Wednesday, June 29, 2005

Nothing Profound

Does any writer ever read over her (or his) own stuff and think it sounds professional? I mean, I sit down and read a good book - perhaps one I've designated a keeper - and I worry that I'll never write that good. Sure enough, when I go back and read over my own efforts they seem sadly amateurish. It's very discouraging. I keep wondering what the secret is. How did that particular author make her characters come alive and how did she craft her story such that I can't put the book down? What's the magic key that I need so my writing does the same?

I know it's all about practice, but the problem is, I have never been able to read my own work and not thought it lacking. I'm not one of those people who moan "I'm no good! I suck!!" just to hear other people say "Oh, no! You're wonderful!!" I have a healthy level of confidence; there are many books I've read where I've known I could do it better. When I say that rereading my stuff is discouraging, I'm not fishing for compliments.

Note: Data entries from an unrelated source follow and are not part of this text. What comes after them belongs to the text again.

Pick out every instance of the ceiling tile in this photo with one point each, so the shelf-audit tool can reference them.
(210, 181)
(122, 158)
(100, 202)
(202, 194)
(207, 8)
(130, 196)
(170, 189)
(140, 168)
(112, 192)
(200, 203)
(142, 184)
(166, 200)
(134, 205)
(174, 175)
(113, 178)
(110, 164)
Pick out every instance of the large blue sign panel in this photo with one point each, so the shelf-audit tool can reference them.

So I turn to the rules. You know, those rules of writing - take out the "thats" and remove as many adverbs as possible and don't use any speech tag other than "said". I look at every sentence to see if I'm telling when I should be showing (usually that's the problem).

Except I hate the rules. Loathe them. I understand where they came from and why they are good ideas in a basic way. But reading Allison's recent post about The Rules gave my heart a big lift. I love it when such ideas are dismissed and once again I'm encouraged to just write, damn it.

This isn't really going anywhere profound. Sorry. Just allowing some self-doubt to leak out hoping it'll stop festering in my brain. Tracy Sprayberry had one of those what am I doing posts the other day and I found myself nodding along with every word I read. And since it made me feel a whole lot better seeing that I'm not the only one who feels the way I do, I figure maybe this bit will show someone else that she is not alone.